My only solution is to treat myself as if I’m the reader. Recently, I read the third book in a trilogy. It had been two years since I’d read the second book, so I didn’t remember who some of the characters were, and how they got into the situations they were in. So for this first draft, I’m throwing in bits here and there to refresh the reader. I may add more, or I may subtract some, when I go back in on subsequent drafts. We’ll see how I feel then.
As I write this first draft, I have to keep reminding myself that this isn’t in any way final. As I said to Scott, this is really an opportunity for my brain to vomit out words onto the page, so I’ll have something to work with later. (He thought the way I phrased that was gross, FYI.)
So far I’m not hitting numbers as large as last time – as of writing this post, a week in, I’m averaging just over 2,100 words per day, but it isn’t the ferocious 2,700 words per day I averaged on the first book. But I’m also trying to squeeze more real-life into my evenings, so I’m not just eating, then writing, then sleeping.
This time around, we live in a different apartment, with an awesome walking trail right outside our door. It’s also a half-hour closer to work. So now, I get home from work, change clothes, then Scott and I go and walk for a couple of miles. It’s a great chance to wake my brain and body up after a long day at work. (And since Scott is also in the middle of writing another book, it’s a great chance to bounce ideas off of each other.) Then a shower, dinner, writing anywhere from 1.5 to 2 hours, and then I still have an hour or so to watch TV or play video games or whatever I want before bed.
I’ve made sure that backing everything up is also part of my daily routine. After I finish writing, I copy the total number of words into a spreadsheet, and a formula tells me how many words I wrote that particular day. Then I copy the draft, that tally sheet, and any other documents I’ve made changes to (usually either the outline, my cheat sheet of characters, or both) over to cloud storage. I also have an on-site backup drive, but I like having a copy out there somewhere that isn’t inside my house.
I agree with some comments that We Could Be Villains starts out slow. It’s a lot of exposition and backstory right off the bat. The nice part about writing its sequel is that I don’t need to worry about the whole new-person-meets-team part of things. The first two chapters get you straight into a heist, because action is awesome.

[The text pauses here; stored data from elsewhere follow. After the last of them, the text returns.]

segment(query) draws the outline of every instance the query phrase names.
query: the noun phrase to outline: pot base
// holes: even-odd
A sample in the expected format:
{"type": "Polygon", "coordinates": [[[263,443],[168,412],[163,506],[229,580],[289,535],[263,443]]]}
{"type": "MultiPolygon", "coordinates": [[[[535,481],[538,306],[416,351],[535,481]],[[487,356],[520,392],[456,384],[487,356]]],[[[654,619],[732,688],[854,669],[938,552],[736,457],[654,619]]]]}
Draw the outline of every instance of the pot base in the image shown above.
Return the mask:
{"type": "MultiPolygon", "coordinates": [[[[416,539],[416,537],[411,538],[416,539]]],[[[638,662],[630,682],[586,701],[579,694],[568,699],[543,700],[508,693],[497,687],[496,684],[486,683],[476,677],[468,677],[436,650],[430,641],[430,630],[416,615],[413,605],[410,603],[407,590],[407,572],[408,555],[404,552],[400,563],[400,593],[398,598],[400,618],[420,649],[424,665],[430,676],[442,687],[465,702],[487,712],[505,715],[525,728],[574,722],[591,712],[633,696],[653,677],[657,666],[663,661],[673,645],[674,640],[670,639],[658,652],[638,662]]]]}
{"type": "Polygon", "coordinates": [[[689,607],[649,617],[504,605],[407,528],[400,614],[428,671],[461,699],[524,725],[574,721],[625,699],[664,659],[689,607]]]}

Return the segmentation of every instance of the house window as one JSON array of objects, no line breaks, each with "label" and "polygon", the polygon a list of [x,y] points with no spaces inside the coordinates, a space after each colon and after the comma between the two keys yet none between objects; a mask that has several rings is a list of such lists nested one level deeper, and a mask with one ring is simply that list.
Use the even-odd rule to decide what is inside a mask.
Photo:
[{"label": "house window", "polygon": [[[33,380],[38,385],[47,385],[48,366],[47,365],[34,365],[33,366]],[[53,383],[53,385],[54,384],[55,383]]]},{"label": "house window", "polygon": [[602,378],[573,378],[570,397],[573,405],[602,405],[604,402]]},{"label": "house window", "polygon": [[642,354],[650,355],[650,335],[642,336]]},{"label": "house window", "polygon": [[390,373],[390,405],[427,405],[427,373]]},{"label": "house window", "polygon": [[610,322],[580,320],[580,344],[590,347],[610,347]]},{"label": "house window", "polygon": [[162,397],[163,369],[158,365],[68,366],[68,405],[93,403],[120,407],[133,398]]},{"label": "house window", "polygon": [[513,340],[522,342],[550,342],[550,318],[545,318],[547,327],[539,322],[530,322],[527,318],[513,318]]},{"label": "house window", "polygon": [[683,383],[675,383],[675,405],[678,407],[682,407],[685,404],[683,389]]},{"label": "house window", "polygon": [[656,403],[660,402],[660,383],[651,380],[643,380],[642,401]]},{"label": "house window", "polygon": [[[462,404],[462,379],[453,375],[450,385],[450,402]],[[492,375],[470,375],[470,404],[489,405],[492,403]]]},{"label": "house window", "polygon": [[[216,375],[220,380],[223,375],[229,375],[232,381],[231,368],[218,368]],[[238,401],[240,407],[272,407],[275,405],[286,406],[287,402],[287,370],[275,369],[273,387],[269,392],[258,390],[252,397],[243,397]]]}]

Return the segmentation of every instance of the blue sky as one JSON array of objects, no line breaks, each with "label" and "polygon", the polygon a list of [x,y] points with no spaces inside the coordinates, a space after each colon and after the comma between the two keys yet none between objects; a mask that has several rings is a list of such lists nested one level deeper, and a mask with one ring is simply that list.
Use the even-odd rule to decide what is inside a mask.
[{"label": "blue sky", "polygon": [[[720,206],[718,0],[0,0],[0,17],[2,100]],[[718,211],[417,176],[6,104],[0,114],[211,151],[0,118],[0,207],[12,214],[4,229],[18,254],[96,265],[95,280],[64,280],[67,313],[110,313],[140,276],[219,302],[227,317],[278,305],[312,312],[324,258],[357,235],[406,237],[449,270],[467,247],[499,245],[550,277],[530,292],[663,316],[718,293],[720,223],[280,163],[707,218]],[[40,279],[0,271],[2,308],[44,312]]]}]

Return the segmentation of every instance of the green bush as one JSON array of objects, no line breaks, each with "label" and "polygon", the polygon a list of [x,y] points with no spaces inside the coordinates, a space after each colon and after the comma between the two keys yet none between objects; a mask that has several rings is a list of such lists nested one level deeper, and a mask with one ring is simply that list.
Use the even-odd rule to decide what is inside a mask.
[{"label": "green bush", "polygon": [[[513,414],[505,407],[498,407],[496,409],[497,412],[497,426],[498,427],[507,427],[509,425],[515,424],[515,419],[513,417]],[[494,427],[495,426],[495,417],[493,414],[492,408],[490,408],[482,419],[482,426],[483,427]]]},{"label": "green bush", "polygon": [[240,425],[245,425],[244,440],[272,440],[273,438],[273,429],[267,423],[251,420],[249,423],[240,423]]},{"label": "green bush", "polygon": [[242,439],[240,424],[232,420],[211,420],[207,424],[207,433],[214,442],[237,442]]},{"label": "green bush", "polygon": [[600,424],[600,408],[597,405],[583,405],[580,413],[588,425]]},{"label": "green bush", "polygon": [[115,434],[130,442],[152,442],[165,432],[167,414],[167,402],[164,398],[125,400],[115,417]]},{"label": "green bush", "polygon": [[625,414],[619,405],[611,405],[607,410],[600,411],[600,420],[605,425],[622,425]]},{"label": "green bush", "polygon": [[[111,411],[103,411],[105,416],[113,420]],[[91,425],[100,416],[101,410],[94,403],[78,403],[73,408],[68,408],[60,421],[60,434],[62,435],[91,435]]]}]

One of the coolest things so far, and something I loved while writing my other book too, is the collection of browser tabs I have open at the end of a writing session. Thank goodness for the internet; I can’t imagine having to find a book on the bookshelf to research things, or have to go to the library to find a book on a specific topic. Or owning a full set of encyclopedias!
One day while outlining, I finished work for the day and closed tabs with: the periodic table of the elements, a top-10 list of the best burger places in a specific city, geological surveys, and an airline timetable. I’ve also had to completely re-imagine a couple of things, because the science was just impossible. I want my science to at least be slightly possible, although a lot of it is probably farfetched.
So, onward I go, vomiting out words onto the page so I have something to edit later. Some of it feels good, some of it I know needs a lot of work. (A couple of chapters have notes at the beginning, stuff like “add in X, think about Y, maybe cut Z.”) But since starting is the hardest part, I’m already ahead of the curve.